ECLI:NL:HR:2009:BH0049
Hoge Raad
- Cassatie
- F.H. Koster
- J.P. Balkema
- J.W. Ilsink
- Rechtspraak.nl
Verbindendheid van EG verordening nr. 1774/2002 en begrip 'vergezellen'
In deze zaak gaat het om een cassatieberoep tegen een arrest van het Gerechtshof te Arnhem, Economische Kamer, van 3 april 2007, in de strafzaak tegen een verdachte gevestigd te [vestigingsplaats]. Het beroep is ingesteld door de verdachte, vertegenwoordigd door mr. M.J.J.E. Stassen, advocaat te Tilburg. De Advocaat-Generaal Knigge heeft geconcludeerd tot verwerping van het beroep. De Hoge Raad heeft op 7 april 2009 uitspraak gedaan in deze zaak, waarbij de middelen van cassatie zijn beoordeeld. De Hoge Raad oordeelt dat de middelen niet tot cassatie kunnen leiden.
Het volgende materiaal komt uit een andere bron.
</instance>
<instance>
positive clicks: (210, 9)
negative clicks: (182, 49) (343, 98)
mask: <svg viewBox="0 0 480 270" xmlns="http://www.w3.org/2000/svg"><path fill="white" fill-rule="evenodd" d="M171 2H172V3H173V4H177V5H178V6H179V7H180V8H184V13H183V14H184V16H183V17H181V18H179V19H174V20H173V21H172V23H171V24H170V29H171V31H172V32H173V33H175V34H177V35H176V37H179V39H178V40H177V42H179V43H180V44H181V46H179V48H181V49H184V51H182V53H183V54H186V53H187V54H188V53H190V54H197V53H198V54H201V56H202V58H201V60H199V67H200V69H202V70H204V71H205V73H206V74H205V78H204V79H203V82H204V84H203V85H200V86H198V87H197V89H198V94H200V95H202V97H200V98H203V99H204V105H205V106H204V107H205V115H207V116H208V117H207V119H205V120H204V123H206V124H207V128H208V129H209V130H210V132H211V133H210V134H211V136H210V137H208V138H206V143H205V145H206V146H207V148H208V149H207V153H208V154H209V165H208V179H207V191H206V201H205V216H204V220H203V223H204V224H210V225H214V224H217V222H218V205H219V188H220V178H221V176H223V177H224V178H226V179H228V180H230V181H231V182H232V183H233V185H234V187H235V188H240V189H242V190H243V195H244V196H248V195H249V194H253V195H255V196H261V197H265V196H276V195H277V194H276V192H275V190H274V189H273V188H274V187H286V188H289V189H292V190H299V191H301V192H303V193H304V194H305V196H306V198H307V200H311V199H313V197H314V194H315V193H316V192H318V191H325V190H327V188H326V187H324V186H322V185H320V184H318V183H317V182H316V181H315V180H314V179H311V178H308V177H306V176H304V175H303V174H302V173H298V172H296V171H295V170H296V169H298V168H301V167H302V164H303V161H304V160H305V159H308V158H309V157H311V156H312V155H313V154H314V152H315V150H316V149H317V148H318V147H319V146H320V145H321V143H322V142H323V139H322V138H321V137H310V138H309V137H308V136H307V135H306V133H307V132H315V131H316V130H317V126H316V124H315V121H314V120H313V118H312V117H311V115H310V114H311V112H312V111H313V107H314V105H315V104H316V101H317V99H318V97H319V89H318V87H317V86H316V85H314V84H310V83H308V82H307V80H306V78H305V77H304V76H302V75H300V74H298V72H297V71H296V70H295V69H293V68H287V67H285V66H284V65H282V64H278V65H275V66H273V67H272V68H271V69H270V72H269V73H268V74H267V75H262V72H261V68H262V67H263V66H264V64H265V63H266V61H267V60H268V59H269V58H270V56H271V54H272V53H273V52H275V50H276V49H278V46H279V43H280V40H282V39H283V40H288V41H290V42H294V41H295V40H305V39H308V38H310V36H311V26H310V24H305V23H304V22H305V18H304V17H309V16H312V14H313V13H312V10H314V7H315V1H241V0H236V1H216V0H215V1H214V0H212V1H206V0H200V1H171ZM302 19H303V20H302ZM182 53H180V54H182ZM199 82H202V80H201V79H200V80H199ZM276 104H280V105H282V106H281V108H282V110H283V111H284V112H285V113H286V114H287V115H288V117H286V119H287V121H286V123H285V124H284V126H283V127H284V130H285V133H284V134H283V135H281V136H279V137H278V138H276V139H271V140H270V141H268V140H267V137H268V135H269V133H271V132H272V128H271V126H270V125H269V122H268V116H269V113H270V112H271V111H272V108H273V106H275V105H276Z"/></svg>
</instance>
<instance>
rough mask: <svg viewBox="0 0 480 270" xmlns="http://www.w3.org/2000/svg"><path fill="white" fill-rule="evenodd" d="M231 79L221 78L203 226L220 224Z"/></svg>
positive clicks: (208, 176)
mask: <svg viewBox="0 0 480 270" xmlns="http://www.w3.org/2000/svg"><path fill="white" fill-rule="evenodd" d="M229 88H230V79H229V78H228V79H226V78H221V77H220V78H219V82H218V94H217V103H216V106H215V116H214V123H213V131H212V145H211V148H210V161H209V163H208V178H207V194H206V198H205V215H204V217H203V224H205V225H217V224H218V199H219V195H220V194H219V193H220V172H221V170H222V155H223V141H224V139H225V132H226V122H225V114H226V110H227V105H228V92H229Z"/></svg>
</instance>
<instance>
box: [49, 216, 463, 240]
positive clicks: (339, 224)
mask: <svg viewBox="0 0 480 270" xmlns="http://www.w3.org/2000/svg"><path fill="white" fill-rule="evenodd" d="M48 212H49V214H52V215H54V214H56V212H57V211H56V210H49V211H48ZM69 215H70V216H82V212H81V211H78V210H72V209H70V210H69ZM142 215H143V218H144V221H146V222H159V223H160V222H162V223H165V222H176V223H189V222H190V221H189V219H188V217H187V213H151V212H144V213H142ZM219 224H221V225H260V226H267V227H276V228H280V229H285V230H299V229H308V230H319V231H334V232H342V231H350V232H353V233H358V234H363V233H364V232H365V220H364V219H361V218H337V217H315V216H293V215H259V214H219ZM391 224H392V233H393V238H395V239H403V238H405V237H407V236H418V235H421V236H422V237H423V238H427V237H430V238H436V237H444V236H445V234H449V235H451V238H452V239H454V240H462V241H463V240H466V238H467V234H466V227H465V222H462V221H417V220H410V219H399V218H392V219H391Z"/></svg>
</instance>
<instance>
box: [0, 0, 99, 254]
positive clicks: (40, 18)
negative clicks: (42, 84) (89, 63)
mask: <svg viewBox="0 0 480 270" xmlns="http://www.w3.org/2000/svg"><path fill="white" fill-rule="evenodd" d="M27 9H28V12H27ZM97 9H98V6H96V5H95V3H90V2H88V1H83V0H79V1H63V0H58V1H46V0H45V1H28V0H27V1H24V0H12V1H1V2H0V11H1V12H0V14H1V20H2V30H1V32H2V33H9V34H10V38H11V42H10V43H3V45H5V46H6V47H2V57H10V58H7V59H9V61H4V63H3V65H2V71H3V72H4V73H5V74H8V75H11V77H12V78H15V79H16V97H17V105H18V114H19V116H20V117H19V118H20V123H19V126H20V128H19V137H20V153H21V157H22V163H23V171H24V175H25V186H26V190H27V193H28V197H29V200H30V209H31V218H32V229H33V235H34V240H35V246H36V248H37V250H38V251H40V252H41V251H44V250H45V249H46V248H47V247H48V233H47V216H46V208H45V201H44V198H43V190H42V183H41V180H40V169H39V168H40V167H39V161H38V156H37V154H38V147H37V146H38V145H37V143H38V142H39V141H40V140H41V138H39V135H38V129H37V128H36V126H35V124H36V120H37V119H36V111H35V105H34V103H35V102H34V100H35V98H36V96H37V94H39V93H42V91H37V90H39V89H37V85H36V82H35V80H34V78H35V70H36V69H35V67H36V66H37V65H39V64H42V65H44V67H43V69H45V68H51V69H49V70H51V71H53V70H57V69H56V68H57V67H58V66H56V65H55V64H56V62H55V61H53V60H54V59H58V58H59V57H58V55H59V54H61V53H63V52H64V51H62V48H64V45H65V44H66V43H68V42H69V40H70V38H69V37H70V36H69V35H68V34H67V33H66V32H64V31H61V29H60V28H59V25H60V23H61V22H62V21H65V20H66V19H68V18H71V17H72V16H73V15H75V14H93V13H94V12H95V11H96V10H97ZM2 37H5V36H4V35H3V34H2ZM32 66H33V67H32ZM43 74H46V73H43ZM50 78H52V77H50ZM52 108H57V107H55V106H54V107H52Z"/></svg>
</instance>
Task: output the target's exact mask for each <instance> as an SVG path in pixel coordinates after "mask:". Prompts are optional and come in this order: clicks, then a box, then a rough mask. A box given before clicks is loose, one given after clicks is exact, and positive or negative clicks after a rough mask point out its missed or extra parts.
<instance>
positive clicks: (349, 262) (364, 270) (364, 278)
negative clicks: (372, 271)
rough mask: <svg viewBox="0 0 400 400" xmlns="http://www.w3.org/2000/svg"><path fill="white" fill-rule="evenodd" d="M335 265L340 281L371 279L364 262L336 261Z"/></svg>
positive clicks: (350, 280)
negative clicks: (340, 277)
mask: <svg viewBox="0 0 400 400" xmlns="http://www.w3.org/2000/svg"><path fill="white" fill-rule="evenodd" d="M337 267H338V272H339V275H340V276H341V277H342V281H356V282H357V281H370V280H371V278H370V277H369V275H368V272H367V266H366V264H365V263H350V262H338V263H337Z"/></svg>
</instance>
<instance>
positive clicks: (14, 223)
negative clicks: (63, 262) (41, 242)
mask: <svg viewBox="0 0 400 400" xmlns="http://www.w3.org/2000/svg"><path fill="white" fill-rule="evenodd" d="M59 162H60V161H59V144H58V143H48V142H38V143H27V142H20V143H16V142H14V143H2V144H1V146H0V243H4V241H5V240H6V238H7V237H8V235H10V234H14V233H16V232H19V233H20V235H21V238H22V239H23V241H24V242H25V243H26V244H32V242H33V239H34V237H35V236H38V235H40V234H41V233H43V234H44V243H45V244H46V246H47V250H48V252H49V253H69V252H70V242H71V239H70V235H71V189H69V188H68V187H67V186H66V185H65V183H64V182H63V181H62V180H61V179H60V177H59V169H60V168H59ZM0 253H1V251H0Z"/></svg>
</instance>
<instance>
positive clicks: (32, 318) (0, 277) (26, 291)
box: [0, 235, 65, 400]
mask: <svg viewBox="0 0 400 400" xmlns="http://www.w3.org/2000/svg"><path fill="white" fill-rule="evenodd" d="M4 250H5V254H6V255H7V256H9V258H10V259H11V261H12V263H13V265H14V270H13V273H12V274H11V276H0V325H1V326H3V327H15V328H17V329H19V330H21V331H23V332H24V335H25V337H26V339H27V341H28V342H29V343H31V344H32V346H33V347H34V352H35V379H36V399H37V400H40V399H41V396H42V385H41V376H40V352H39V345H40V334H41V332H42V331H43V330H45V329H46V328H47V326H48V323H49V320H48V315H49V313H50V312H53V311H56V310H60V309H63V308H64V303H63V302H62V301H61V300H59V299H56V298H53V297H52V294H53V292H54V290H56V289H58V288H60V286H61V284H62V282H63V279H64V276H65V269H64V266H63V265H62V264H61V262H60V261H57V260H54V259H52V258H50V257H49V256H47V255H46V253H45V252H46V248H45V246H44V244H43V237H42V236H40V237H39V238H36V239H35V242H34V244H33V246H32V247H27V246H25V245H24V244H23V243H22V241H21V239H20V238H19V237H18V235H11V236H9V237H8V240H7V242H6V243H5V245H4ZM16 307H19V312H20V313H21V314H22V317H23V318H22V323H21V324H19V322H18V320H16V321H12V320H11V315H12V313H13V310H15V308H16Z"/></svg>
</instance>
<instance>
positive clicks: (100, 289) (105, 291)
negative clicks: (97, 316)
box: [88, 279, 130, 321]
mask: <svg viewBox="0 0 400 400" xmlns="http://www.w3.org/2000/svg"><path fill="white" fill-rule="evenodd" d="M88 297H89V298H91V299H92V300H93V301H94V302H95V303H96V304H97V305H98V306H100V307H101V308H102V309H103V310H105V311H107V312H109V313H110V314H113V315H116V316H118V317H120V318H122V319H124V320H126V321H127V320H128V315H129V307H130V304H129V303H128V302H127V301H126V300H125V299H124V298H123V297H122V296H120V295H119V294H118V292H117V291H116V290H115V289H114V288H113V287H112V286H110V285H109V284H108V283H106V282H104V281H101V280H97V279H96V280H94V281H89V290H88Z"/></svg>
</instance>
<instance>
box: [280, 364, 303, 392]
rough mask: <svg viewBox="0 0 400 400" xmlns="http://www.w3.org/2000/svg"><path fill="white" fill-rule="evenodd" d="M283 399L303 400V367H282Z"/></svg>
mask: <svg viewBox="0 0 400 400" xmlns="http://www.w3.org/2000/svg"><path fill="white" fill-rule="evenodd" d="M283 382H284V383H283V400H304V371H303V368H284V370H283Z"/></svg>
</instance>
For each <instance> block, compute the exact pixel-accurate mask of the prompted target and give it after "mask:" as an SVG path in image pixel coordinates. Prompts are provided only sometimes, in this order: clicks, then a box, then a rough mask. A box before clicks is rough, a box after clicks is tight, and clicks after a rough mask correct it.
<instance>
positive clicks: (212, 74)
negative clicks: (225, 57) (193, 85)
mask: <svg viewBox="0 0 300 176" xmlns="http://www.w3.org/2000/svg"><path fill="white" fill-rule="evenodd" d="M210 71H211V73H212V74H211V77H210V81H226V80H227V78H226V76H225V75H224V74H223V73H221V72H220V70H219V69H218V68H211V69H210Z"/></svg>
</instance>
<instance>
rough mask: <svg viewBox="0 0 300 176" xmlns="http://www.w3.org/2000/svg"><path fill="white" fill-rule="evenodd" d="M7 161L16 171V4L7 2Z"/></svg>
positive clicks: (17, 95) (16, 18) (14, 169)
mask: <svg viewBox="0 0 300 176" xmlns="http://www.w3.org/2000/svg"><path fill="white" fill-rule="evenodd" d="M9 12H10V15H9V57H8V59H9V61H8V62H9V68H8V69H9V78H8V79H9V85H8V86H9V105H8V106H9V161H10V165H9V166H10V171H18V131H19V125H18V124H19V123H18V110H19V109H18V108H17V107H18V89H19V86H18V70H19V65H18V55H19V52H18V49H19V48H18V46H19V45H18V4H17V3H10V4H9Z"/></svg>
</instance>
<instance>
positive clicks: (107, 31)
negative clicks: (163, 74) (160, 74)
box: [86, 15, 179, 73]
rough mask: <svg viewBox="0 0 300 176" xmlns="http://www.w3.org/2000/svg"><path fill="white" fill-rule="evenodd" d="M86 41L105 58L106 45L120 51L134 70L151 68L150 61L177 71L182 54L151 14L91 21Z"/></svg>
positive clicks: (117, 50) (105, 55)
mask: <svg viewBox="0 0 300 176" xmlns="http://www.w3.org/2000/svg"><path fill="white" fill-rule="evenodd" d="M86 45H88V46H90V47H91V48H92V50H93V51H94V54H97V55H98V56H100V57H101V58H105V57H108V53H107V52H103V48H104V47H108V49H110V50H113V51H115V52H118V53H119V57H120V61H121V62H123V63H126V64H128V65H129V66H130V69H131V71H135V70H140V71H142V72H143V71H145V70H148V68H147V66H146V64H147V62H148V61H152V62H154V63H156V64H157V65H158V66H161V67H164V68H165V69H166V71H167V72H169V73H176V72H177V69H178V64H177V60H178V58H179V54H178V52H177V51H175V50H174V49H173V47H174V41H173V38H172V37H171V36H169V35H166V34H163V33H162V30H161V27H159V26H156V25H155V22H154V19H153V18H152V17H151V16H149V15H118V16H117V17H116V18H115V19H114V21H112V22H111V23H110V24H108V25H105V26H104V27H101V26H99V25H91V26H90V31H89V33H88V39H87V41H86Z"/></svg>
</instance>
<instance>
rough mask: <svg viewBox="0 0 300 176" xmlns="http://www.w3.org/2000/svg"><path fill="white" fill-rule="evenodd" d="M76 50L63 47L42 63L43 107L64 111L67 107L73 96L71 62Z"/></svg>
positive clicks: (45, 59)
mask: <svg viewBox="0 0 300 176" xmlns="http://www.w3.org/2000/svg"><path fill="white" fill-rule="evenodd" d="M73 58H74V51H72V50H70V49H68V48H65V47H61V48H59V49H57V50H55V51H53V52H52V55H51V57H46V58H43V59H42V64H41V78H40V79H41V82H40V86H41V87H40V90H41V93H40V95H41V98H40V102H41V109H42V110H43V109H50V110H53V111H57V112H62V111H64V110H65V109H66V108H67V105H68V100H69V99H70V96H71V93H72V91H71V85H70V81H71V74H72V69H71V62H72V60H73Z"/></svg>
Dit behoeft, gezien artikel 81 RO, geen nadere motivering, omdat de middelen niet nopen tot beantwoording van rechtsvragen in het belang van de rechtseenheid of de rechtsontwikkeling. De Hoge Raad verwerpt het beroep, en het arrest is gewezen door vice-president F.H. Koster als voorzitter, en de raadsheren J.P. Balkema en J.W. Ilsink, in bijzijn van de waarnemend griffier J.D.M. Hart.